La prigione di Port Blair
Ho visitato la famigerata prigione degli inglesi, una sorta di gulag in mezzo all’oceano o una Guantanamo ante litteram, ora trasformata in un museo dedicato alla lotta per l’Indipendenza. Qui infatti sono stati internati e morti per le torture molti ‘dissidenti’ indiani. E’ una storia che non si conosce. Perche’ quando pensiamo al movimento di liberazione indiano pensiamo soprattutto al Mahatma.
Il carcere, costruito tra il 1896 e i 1905, ha un’architettura speciale, e’ a raggiera, dal centro partivano sette ali per un totale di 698 celle. In questo modo nessun carcerato vedeva gli altri e dal centro i secondini potevano facilmente controllare tutti i corridoi. Sono rimaste in piedi tre ali che sono aperte ai visitatori.

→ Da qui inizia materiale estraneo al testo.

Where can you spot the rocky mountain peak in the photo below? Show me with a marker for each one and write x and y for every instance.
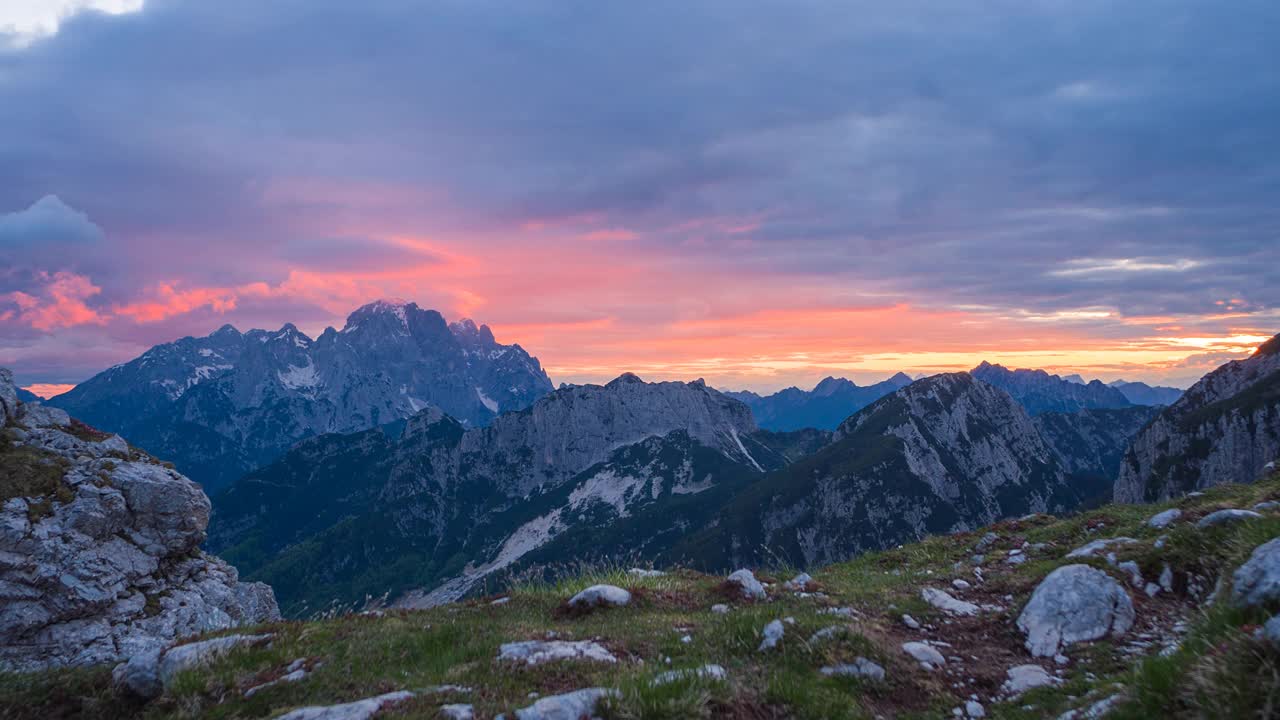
(223, 405)
(471, 335)
(1224, 428)
(831, 386)
(1040, 391)
(1270, 347)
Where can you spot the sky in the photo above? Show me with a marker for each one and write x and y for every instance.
(759, 194)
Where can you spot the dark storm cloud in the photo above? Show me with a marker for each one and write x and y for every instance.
(995, 154)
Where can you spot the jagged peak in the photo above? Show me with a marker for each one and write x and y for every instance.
(1269, 347)
(394, 306)
(830, 384)
(467, 328)
(625, 378)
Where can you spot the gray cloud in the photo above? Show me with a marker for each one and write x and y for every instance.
(944, 153)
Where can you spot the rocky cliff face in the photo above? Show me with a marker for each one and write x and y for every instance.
(945, 454)
(1224, 429)
(100, 547)
(1089, 445)
(224, 404)
(1041, 392)
(1143, 393)
(823, 408)
(446, 500)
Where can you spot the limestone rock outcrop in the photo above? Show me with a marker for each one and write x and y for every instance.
(100, 551)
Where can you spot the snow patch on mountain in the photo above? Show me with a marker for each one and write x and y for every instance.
(300, 377)
(609, 488)
(487, 401)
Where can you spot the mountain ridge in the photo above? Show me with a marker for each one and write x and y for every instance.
(231, 401)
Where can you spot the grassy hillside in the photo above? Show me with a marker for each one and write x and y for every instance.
(1217, 669)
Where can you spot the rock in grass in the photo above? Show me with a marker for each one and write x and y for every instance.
(568, 706)
(826, 633)
(1074, 604)
(149, 674)
(535, 652)
(359, 710)
(457, 711)
(773, 633)
(1271, 630)
(859, 668)
(924, 655)
(752, 588)
(292, 674)
(713, 673)
(1023, 678)
(1095, 547)
(200, 654)
(1225, 516)
(1164, 519)
(600, 596)
(945, 602)
(798, 583)
(1257, 582)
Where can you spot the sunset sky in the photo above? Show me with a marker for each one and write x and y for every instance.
(759, 194)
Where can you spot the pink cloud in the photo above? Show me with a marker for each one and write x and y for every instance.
(60, 302)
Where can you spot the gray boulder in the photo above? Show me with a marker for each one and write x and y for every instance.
(1074, 604)
(924, 654)
(1164, 519)
(535, 652)
(149, 674)
(945, 602)
(1271, 630)
(772, 633)
(1093, 547)
(1257, 582)
(607, 596)
(859, 668)
(568, 706)
(745, 579)
(110, 566)
(359, 710)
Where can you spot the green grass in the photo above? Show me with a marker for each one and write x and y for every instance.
(1219, 671)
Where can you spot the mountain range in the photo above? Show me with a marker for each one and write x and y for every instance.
(647, 472)
(225, 404)
(1143, 393)
(339, 516)
(833, 400)
(1225, 428)
(823, 408)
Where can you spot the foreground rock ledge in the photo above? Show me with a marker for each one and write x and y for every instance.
(105, 564)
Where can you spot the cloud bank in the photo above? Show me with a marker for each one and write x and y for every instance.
(760, 194)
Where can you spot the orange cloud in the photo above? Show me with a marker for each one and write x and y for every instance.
(49, 390)
(168, 301)
(59, 305)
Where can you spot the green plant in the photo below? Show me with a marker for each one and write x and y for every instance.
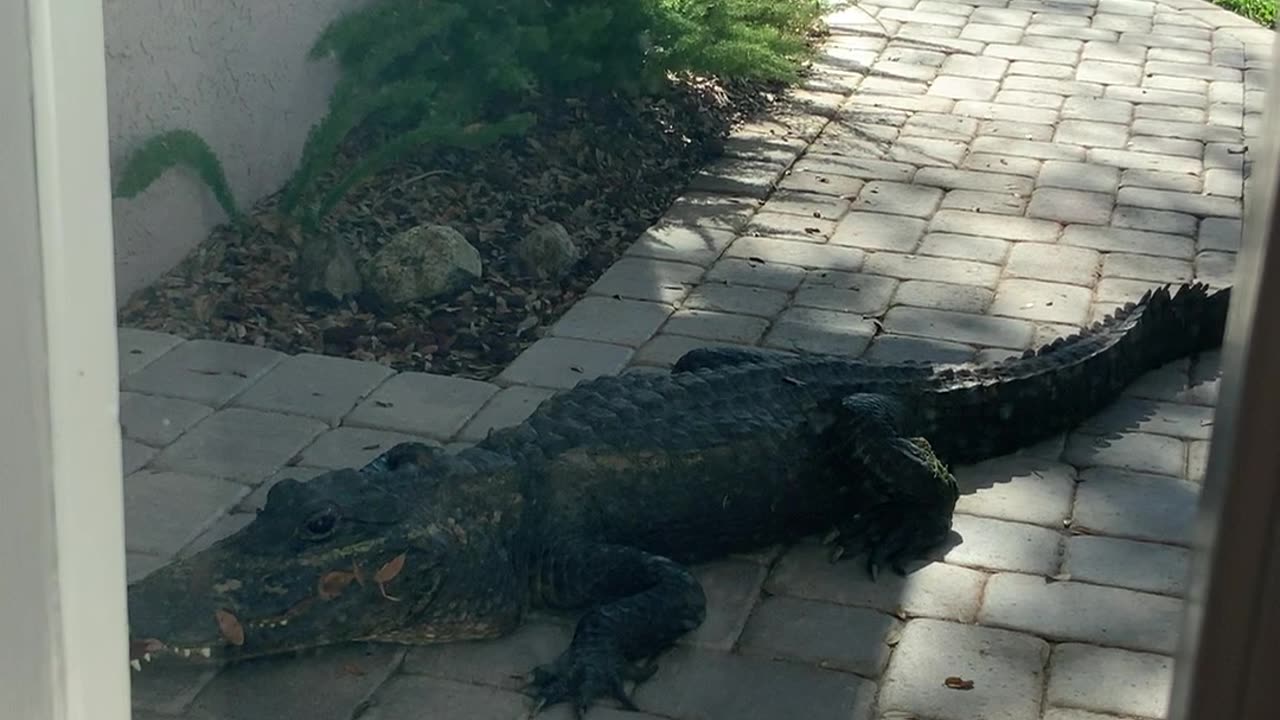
(452, 72)
(159, 154)
(465, 73)
(1262, 12)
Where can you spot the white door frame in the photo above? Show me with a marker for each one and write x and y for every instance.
(62, 534)
(1229, 647)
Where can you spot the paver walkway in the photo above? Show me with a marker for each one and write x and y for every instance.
(959, 181)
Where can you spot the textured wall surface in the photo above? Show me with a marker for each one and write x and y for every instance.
(233, 71)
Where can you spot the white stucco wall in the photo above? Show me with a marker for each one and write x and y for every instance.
(233, 71)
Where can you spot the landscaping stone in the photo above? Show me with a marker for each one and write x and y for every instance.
(681, 244)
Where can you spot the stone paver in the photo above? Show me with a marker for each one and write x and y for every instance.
(1110, 680)
(315, 386)
(1005, 669)
(423, 404)
(952, 182)
(1084, 613)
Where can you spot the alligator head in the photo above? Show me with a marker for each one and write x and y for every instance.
(398, 556)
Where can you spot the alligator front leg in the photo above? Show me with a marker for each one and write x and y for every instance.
(639, 605)
(906, 495)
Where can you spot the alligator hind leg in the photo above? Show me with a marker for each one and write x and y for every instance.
(639, 605)
(905, 495)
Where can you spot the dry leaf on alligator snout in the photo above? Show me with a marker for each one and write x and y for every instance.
(332, 584)
(959, 683)
(229, 627)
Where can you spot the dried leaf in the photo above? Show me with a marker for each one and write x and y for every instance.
(388, 572)
(332, 584)
(229, 627)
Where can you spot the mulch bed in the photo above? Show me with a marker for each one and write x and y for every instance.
(606, 168)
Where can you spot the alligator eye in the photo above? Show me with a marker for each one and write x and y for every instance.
(320, 524)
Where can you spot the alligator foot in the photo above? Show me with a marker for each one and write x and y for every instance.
(908, 491)
(638, 605)
(584, 674)
(890, 534)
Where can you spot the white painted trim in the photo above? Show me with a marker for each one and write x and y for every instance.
(62, 531)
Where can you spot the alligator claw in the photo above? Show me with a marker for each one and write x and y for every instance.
(887, 536)
(583, 675)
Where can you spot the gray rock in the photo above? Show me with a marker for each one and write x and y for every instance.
(548, 251)
(327, 269)
(420, 263)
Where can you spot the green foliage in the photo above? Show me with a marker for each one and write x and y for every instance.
(421, 73)
(168, 150)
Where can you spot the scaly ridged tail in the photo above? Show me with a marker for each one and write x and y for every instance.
(997, 409)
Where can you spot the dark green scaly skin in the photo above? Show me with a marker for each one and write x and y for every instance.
(607, 492)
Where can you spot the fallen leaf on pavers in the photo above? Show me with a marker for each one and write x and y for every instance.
(958, 683)
(229, 627)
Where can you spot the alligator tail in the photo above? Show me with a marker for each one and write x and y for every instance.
(997, 409)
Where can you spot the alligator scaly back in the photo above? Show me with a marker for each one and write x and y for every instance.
(990, 410)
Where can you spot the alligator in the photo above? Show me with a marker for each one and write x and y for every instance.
(600, 501)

C’e’ anche il braccio della morte e l’area delle impiccagioni. E’ una casupola con tre forche e tre botole. Mi chiedo se ancora oggi nelle prigioni indiane si usa lo stesso sistema di impiccagione.
Nei cortili sono state allestite delle mostre con le foto degli intellettuali indiani incarcerati qui e la storia del carcere da quando e’ stato costruito a quando e’ stato trasformato in un museo. Sono anche esposti alcuni strumenti di tortura.
Anche se ora e’ un museo, e ci sono perfino coppiette che usano le celle per appartarsi, nell’aria e’ rimasta la sofferenza. Ho pensato al dolore di migliaia di esseri umani rinchiusi qui per anni, in terribili condizioni, costretti ai lavori forzati per disboscare la foresta e costruire nuovi ali della prigione. Ho rabbrividito e sono uscita con uno strano senso di colpa in quanto proveniente dalla vecchia Europa. Come quando penso all’Inquisizione a Goa. Nessuno ha mai chiesto scusa.